The Global Health Observatory
Explore a world of health data
Quantifying the energy access situation of health-care facilities in low- and lower-middle-income countries is critical to understanding the extent to which a lack of electricity is a barrier to the delivery of quality health-care services, a key component of universal health coverage, and the agenda under the Sustainable Development Goals.

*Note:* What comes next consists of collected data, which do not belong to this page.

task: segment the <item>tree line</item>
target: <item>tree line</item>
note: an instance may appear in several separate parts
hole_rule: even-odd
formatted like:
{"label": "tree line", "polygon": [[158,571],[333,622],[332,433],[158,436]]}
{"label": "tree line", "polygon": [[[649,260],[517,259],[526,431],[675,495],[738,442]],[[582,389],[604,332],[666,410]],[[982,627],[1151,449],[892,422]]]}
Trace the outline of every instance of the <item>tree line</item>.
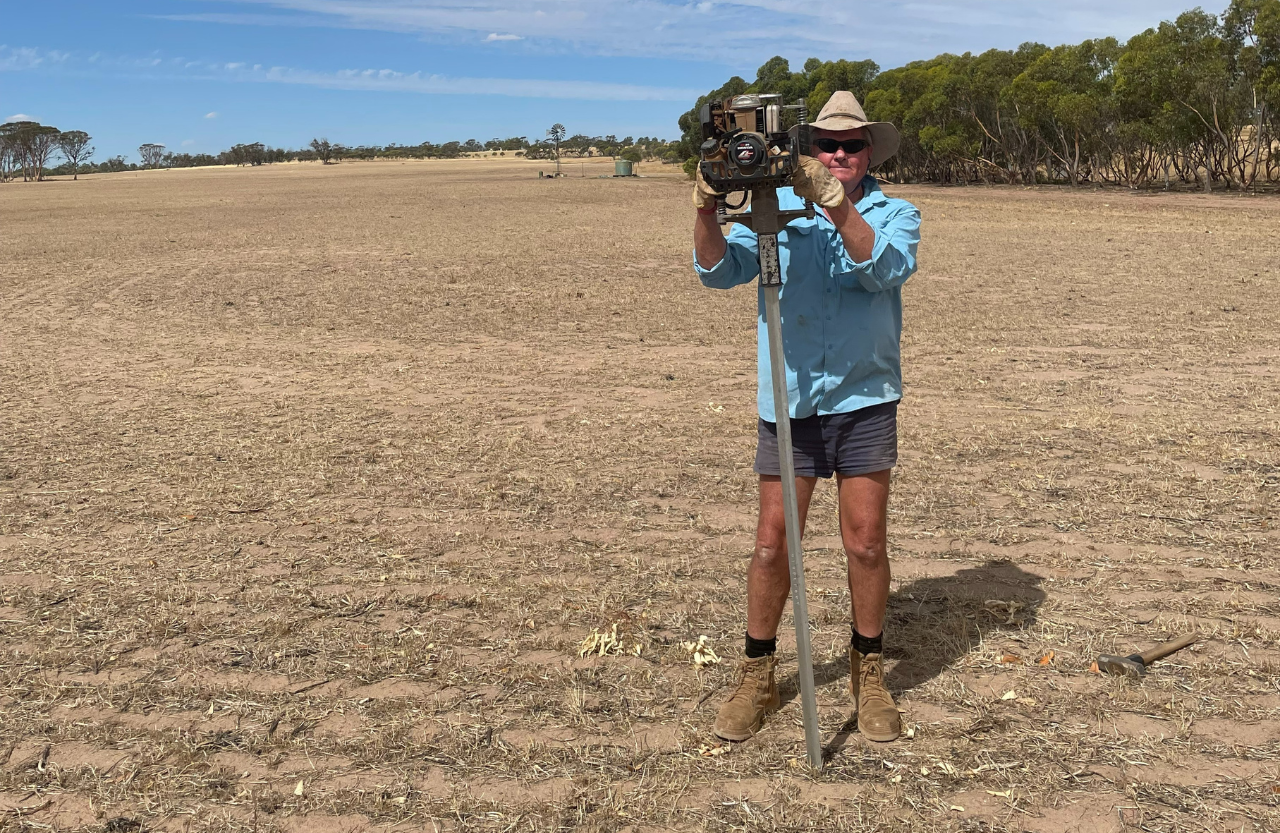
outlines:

It is estimated that close to 1 billion people in low- and lower-middle-income countries are served by health-care facilities without reliable electricity access or with no electricity access at all. In low- and lower-middle-income countries of South Asia and sub-Saharan Africa, approximately 12% and 15% of health-care facilities, respectively, have no access to electricity whatsoever. There is a sharp urban–rural divide: urban health-care facilities often report more access to electricity and more reliable electricity than rural facilities in the same country. WHO monitors the progress on electrifying health-care facilities in underserved countries.
The database includes summary statistics from national health-care facility assessments, surveys and reports on the percentage of facilities reporting no access to any electricity, unreliable access and reliable access to electricity. The data are disaggregated by health-care facility attributes, when available, including facility type (hospital versus non-hospital) and geographic location (urban versus rural).

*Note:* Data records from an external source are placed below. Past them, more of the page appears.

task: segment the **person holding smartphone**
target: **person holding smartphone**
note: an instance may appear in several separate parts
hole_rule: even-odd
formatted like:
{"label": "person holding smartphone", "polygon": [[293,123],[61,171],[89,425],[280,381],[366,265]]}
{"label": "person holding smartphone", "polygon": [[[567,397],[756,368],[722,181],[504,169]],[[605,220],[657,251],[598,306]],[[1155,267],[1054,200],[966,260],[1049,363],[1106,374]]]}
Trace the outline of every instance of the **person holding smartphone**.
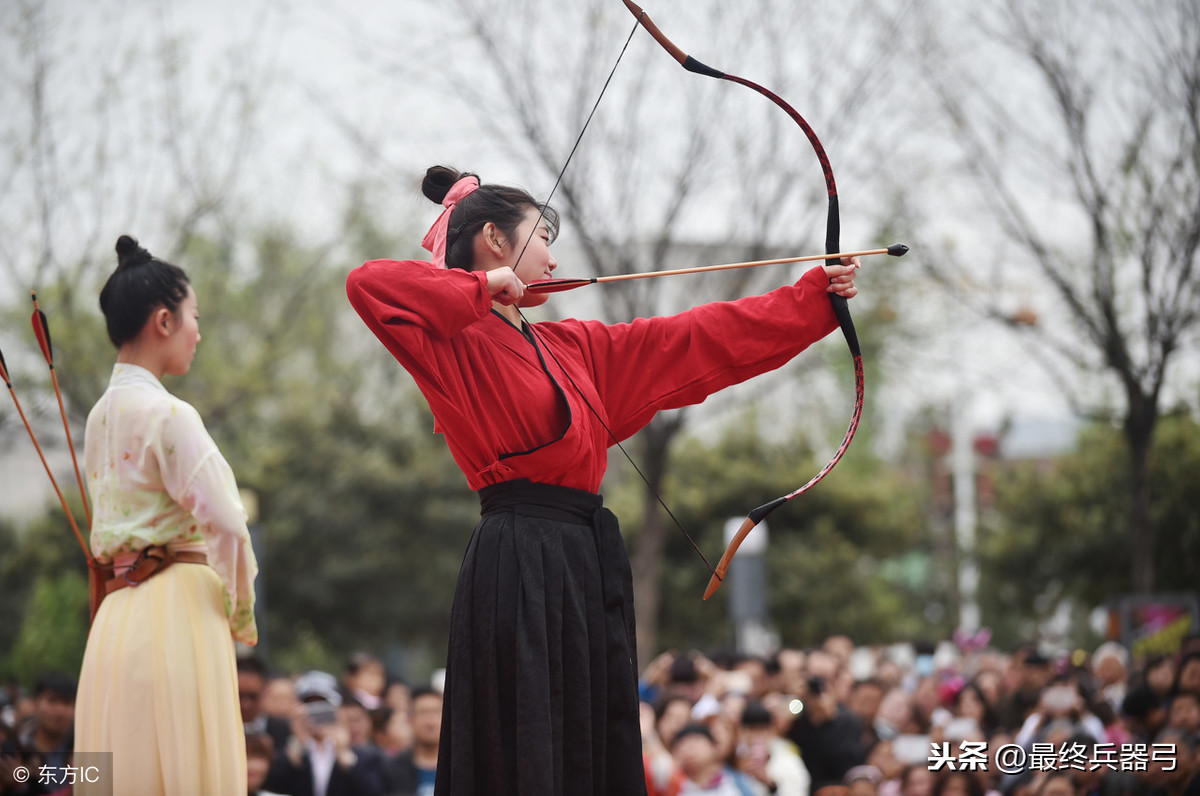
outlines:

All health-care facilities | Hospitals | Non-hospitals | ||||||||
---|---|---|---|---|---|---|---|---|---|---|
World Bank region | Income group | No electricity access (%) | Unreliable electricity access (%) | Reliable electricity access (%) | No electricity access (%) | Unreliable electricity access (% | Reliable electricity access (%) | No electricity access (%) | Unreliable electricity access (% | Reliable electricity access (%) |
East Asia and Pacific | Low-income and lower-middle- income | – | – | – | – | – | – | – | – | – |
Europe and Central Asia | Low-income (no countries) and lower-middle- income | – | – | – | – | – | – | – | – | – |
Latin America and the Caribbean | Low-income (no countries) and lower-middle- income | 8 | 19 | 72 | 0 | 14 | 86 | 8 | 19 | 71 |
Middle East and North Africa | Low-income and lower-middle- income | – | – | – | – | – | – | – | – | – |
South Asia | Low-income and lower-middle- income | 12 | – | – | – | – | – | – | – | – |
Sub-Saharan Africa | Low-income and lower-middle- income | 15 | 41 | 40 | 2 | 49 | 50 | 19 | 41 | 40 |
–: no or insufficient data for regional estimates.

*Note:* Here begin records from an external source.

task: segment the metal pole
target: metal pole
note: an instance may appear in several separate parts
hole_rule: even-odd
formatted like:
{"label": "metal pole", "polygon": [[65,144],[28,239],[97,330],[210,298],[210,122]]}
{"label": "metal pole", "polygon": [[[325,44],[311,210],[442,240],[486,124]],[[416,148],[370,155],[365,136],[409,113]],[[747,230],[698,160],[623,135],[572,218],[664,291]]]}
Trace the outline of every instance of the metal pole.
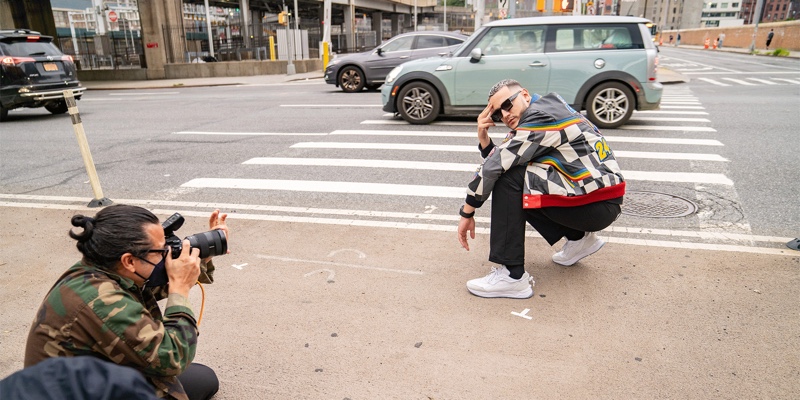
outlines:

Note: The income grouping refers to the World Bank analytical income of economies as of 1 July 2022, based on the 2021 gross national income per capita estimates. Averages are derived when health-care facility survey data are available from enough countries to represent at least 25% of the population in that region and income group. Because of rounding and/or using different sources, the percentages in each set of three columns (no access, unreliable access, reliable access) may not total 100%.
Source: World Health Organization, World Bank, International Renewable Energy Agency & Sustainable Energy for All. (2023). Energizing health: accelerating electricity access in health-care facilities
Note: Population figures according to the 2022 Revision of World Population Prospects were used to inform the estimates.